IRP assumes that real interest rates are constant. The higher interest rates referenced in your third paragraph are nominal rates. Given constant real rates and higher nominal rates the currency will depreciate due to higher inflation. Think of it like this: (i) increase in real rates means currency appreciates; and (ii) increase in nominal rates (with real rates constant) currency depreciates. Hope that helps Mike
It does help, I had a feeling the first portion of economics (rates up = currency appr) had to do with real rates, because thats logical, but it never clearly stated it, and often times neither do the questions when they ask. The format is usually such that: “An increase in interest rates cause _____ to happen to currency demand” – in this situation no differentiation between real and nominal rates is mentioned, and no statement on whether interest parity is in effect are mentioned either.
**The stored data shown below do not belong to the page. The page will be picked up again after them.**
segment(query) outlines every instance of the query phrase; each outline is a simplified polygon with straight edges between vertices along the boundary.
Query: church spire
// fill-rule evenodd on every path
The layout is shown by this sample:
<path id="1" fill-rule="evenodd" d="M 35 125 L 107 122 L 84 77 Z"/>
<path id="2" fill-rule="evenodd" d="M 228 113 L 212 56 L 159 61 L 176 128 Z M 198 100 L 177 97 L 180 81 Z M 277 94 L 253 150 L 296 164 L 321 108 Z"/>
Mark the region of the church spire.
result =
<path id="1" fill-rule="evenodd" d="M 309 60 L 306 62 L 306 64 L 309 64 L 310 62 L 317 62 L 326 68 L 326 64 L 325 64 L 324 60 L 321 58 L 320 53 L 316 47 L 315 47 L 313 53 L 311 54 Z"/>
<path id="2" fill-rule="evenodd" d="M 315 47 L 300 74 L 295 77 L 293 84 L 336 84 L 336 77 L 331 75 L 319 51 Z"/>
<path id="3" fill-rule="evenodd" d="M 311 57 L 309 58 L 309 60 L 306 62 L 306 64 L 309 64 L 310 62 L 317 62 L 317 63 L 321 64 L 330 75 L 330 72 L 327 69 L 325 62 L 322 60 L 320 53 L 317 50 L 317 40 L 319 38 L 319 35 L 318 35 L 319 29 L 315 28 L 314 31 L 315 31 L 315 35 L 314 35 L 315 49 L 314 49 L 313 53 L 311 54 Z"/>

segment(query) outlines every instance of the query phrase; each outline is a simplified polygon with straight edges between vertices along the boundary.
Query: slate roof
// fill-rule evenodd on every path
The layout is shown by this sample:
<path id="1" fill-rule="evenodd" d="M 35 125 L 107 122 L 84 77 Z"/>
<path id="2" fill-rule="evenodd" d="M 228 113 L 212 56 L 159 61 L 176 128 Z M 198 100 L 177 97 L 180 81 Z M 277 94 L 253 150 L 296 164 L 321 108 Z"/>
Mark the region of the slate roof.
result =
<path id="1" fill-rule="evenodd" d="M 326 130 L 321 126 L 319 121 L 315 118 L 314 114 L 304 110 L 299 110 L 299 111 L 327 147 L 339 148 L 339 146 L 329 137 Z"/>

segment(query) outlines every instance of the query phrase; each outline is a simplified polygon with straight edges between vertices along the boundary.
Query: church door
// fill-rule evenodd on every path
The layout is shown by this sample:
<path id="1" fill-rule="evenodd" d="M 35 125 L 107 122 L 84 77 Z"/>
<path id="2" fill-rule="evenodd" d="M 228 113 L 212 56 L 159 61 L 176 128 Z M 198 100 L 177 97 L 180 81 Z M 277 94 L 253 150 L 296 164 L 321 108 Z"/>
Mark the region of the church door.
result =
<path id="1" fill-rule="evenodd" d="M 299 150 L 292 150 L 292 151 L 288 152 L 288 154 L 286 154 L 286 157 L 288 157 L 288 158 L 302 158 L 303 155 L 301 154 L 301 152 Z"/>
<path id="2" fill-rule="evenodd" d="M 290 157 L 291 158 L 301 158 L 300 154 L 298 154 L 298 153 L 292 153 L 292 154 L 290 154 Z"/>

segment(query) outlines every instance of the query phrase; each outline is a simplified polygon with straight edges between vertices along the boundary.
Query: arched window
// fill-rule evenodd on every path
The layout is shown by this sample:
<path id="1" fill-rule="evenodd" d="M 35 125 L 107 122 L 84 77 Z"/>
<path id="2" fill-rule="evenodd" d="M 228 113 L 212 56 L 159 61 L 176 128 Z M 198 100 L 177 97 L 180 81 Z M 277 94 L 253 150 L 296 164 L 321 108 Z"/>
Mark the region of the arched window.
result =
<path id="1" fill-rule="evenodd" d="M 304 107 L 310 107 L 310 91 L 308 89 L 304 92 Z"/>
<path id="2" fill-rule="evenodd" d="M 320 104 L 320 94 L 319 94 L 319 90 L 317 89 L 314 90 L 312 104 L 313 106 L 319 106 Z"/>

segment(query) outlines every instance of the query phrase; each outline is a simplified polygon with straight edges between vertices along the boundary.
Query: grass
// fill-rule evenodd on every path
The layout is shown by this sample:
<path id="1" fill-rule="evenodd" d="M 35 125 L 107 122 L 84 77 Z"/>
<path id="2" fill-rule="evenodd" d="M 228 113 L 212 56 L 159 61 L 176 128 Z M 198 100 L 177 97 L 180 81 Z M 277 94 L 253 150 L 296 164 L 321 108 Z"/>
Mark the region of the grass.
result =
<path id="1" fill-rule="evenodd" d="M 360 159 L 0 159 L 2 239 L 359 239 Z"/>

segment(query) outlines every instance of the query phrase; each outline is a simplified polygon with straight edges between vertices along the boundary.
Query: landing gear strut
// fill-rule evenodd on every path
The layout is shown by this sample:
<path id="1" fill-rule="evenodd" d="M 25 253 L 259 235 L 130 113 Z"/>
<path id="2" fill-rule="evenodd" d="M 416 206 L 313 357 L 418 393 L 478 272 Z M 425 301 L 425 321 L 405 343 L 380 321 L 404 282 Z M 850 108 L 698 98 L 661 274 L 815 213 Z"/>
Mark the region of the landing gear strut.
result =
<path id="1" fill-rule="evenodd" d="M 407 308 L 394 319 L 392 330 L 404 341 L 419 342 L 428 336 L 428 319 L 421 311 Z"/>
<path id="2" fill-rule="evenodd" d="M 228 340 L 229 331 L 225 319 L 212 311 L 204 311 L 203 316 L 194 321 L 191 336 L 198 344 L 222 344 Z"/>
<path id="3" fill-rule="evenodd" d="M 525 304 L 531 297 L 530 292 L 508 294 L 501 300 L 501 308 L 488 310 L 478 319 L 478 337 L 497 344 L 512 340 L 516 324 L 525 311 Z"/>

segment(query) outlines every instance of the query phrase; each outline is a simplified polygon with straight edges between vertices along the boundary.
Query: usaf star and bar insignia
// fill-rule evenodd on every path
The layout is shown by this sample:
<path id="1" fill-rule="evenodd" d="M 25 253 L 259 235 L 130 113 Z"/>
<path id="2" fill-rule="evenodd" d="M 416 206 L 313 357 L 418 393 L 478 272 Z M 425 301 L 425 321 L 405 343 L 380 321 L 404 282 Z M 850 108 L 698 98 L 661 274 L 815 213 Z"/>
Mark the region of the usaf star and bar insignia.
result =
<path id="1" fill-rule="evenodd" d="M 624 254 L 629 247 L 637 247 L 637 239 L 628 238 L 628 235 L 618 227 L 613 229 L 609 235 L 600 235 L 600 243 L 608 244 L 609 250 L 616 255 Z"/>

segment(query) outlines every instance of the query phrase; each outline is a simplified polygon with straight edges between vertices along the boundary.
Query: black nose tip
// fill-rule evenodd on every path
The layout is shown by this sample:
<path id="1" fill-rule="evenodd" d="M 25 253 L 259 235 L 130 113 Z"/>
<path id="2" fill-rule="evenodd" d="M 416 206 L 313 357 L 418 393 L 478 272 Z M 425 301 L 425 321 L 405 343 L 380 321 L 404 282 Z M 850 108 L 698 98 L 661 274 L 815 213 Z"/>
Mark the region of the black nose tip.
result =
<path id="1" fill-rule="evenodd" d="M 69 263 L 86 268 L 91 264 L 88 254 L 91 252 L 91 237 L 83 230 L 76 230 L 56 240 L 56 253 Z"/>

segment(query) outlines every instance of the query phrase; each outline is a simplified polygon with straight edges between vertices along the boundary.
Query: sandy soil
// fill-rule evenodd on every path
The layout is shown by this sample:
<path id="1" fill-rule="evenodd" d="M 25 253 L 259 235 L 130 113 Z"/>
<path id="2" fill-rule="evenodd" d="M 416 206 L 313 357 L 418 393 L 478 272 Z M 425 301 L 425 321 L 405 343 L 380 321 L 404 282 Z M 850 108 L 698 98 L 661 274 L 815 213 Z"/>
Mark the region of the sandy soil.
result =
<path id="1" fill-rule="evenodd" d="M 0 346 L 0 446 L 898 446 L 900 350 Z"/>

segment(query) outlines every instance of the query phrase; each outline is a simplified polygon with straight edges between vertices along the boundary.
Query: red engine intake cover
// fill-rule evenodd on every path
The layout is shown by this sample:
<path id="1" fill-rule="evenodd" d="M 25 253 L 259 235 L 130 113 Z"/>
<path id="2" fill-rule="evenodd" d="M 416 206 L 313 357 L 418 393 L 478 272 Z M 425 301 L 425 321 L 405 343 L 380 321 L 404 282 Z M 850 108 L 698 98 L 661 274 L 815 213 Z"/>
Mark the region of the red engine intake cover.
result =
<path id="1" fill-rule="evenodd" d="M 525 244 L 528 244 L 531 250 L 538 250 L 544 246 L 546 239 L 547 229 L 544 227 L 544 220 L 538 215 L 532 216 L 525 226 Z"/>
When they just say interest rates, I take it to mean nominal rates, because those are the rates that people talk about. The problem with the above analysis is that if the Fed increases the target Fed funds rate, and interest rates start to increase, it is not clear whether the currency will appreciate or depreciate, since no one knows whether real or nominal interest rates are the ones increasing! If you think it is nominal rates increasing, then currency depreciates…if the increase is in real rates, then expect currency to appreciate. Do you agree?
I agree, and again, my problem is not comprehending real versus nominal effects, it’s the fact that they often dont say the world “nominal” when asking the question, and also don’t mention that real rates are constant. IMO you need to know whats happening to the real rate, and if you are being given real or nominal, to make any assumptions. The only argument I can come up with is perhaps that in the earlier chapters parity is not being discussed, so maybe its assuming parity doesn’t hold and thats why inc int rates result in currency apprec?